Tuesday, September 26, 2017

A Lunch Box for the Soul



Aku baru selesai membaca Takasugi's Lunch Box (Takasugi-San Chi no Obentou) sampai tamat.

Dari judulnya, mungkin akan banyak yang menyangka bahwa Takasugi's Lunch Box (selanjutnya kusebut Lunch Box saja ya) adalah komik kuliner, seperti A Chef of Nobunaga (Nobunaga no Chef) atau Yakitate!! Japan. Tidak salah, sih, memang ia sedikit banyak bercerita tentang masakan. Namun fokus Lunch Box agak berbeda dengan komik-komik lainnya di atas.


Komik kuliner lainnya yang aku tahu (ya, dua komik tadi) biasanya bergantung pada adegan memasak yang digambarkan sangat realistis dan dinamis. Gambarnya selalu membuat kita merasa berada tepat di dapur bersama koki, di hadapan api yang membara. Apalagi jika ada adegan flambé atau menumis yang heboh. Panasnya terasa, baunya tercium. Tidak demikian dengan Lunch Box. Di sini, ketimbang memasak, lebih pas jika kita sebut fokusnya sebagai "mempersiapkan makanan." Alih-alih adegan masak yang heboh, yang ada malah daftar bahan dasar beserta panduan rinci memasak, menyajikan, dan juga menyimpan makanan, yang biasanya dimuat dalam satu panel setengah halaman dengan tulisan kecil. Tidak wah, tidak glamor, bahkan kadang tidak menarik . . . tetapi substansial.

Pantas. Karena komik ini bercerita tentang kehidupan dua orang sepupu yatim piatu yang, karena satu dan lain hal, hidup bersama. Mereka pada awalnya mengalami kesulitan berkomunikasi dan memahami satu sama lain, namun satu hal yang ternyata dapat membantu menjembatani ruang ini adalah . . . bekal makan siang yang dibawa setiap hari.

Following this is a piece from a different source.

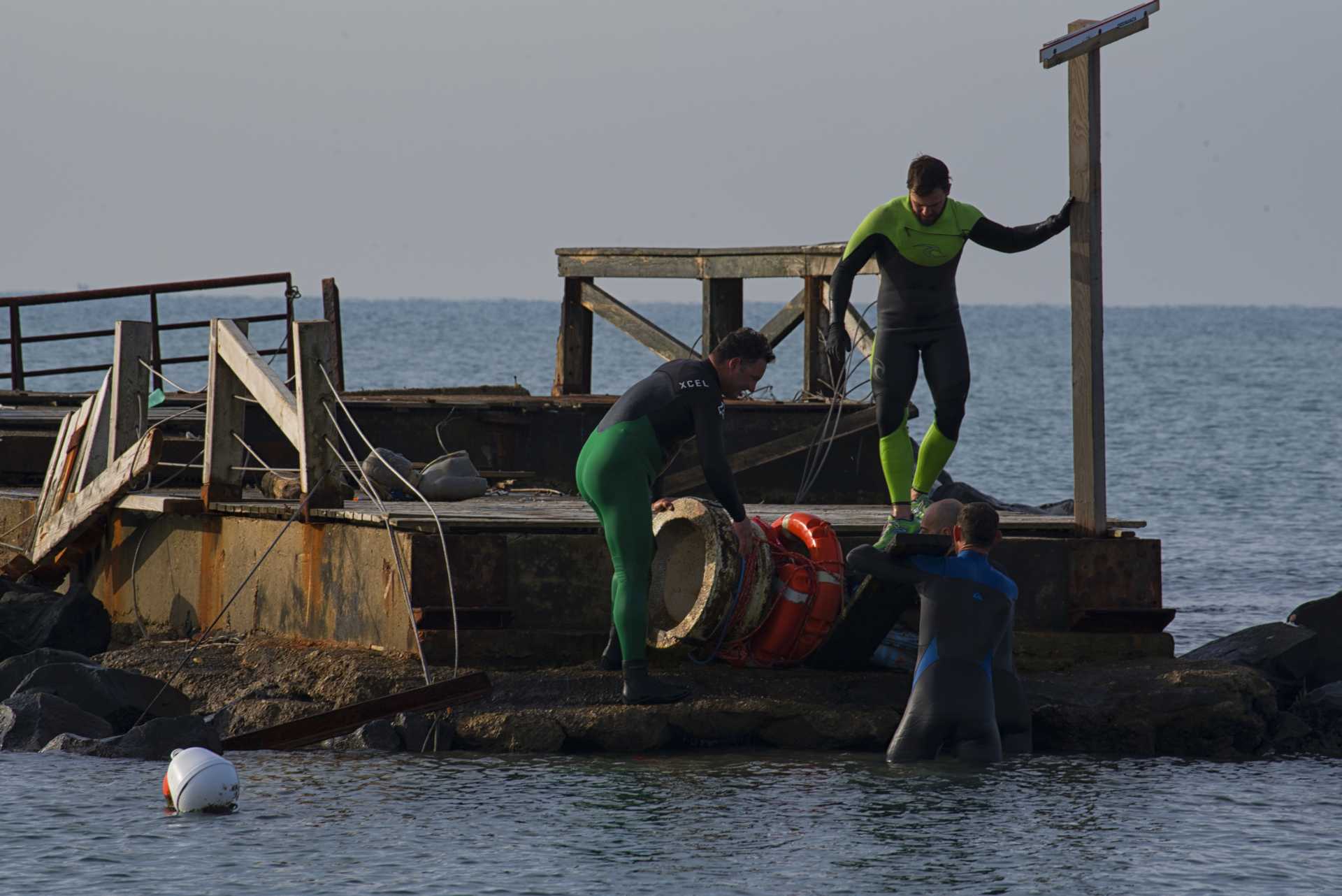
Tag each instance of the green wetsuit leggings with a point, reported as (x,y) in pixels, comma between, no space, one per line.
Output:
(615,475)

Karena meskipun kadang terlihat tidak mengundang, tidak keren, bekal bukan hanya sekadar "makanan yang dibawa dari rumah," namun banyak hal yang dapat disampaikan lewat bekal. Di sini Lunch Box mirip dengan komik kuliner lain, yang salah satu pesan utamanya adalah "masakan itu bukan sekadar makanan." Lihat lebih dekat, kecap lebih dalam. Untuk mendapatkan ini tidak hanya memetik di semak, tetapi ada usaha di dalamnya. Nilainya lebih dari jumlah komponen-komponennya.

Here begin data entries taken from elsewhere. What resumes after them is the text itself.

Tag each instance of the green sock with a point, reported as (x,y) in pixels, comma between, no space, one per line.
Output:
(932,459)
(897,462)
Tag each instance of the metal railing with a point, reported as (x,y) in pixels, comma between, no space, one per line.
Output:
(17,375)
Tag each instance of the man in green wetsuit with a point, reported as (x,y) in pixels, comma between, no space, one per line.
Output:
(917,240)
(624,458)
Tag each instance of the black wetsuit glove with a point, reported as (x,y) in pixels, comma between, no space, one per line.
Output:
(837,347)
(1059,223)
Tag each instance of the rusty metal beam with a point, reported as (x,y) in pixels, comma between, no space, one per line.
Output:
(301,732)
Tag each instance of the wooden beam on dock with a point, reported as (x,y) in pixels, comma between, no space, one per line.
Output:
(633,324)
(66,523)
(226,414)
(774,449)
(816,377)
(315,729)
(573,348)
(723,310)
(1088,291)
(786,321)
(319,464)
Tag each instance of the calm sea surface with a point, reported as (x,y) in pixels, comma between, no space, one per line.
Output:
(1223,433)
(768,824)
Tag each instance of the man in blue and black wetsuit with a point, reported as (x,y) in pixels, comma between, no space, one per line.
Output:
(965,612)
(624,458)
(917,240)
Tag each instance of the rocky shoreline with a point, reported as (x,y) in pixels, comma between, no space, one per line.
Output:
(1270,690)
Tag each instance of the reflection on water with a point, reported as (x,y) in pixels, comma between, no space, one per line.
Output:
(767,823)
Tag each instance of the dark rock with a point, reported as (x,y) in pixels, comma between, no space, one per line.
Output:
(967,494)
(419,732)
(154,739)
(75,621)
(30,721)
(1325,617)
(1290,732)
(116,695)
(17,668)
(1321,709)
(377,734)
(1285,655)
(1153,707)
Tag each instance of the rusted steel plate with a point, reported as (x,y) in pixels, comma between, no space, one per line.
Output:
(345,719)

Namun yang membuatku merasa Lunch Box berbeda dari komik kuliner lainnya adalah bahwa makanan, dalam bentuk bekal, walaupun menjadi unsur yang menyatukan dan mengikat, bergeser ke latar belakang selama sebagian besar cerita dan memberi ruang bagi unsur-unsur lain. Memang setengah dari judul komiknya adalah Lunch Box, namun separuh lainnya adalah Takasugi's. Dan Takasugi adalah seorang pemuda berusia 31 tahun yang memiliki gelar doktor dalam bidang geografi. Aku tak tahu banyak perihal disiplin ilmu geografi selain yang kudapat di sekolah (ya ampun, berapa tahun yang lalu itu!), namun dalam komik ini geografi digambarkan sebagai bidang yang melibatkan manusia dan lingkungan secara menyeluruh. Antropologi, sosiologi, meteorologi, ekonomi, linguistik, dan mungkin masih banyak lagi unsur yang terlibat di dalamnya. Ini memungkinkan Takasugi - dan pengarang - untuk melihat hampir semua aspek kehidupan, tidak hanya hubungan antarpribadi, dari sudut pandang keilmuan . . . dan menyampaikan kesimpulan dan harapan mereka dalam kotak-kotak bekal.

Biasanya aku membutuhkan waktu sekitar dua puluh hingga tiga puluh menit untuk membaca satu tankoubon (sekitar 200 halaman komik, mungkin?). Namun untuk Lunch Box, aku menghabiskan empat puluh menit hingga satu jam, bahkan kadang lebih. Komiknya terasa padat, dalam arti yang bagus. Banyak tulisan, namun bagiku ini justru membuatku lebih bisa menikmati gambar yang walaupun tidak bergaya realis, namun penuh detail. Rasanya seperti melihat album foto yang disusun secara kronologis dan dinarasikan rinci oleh pengarangnya. Hampir tidak ada adegan aksi maupun peralihan antarpanel yang dinamis. Kita justru diajak untuk lebih santai dalam mencernanya. Tenang saja. Tak perlu terburu-buru membalik halaman. Tinggallah di sini sebentar lagi. Nikmati saja dulu. Bel belum berbunyi. Masih ada waktu.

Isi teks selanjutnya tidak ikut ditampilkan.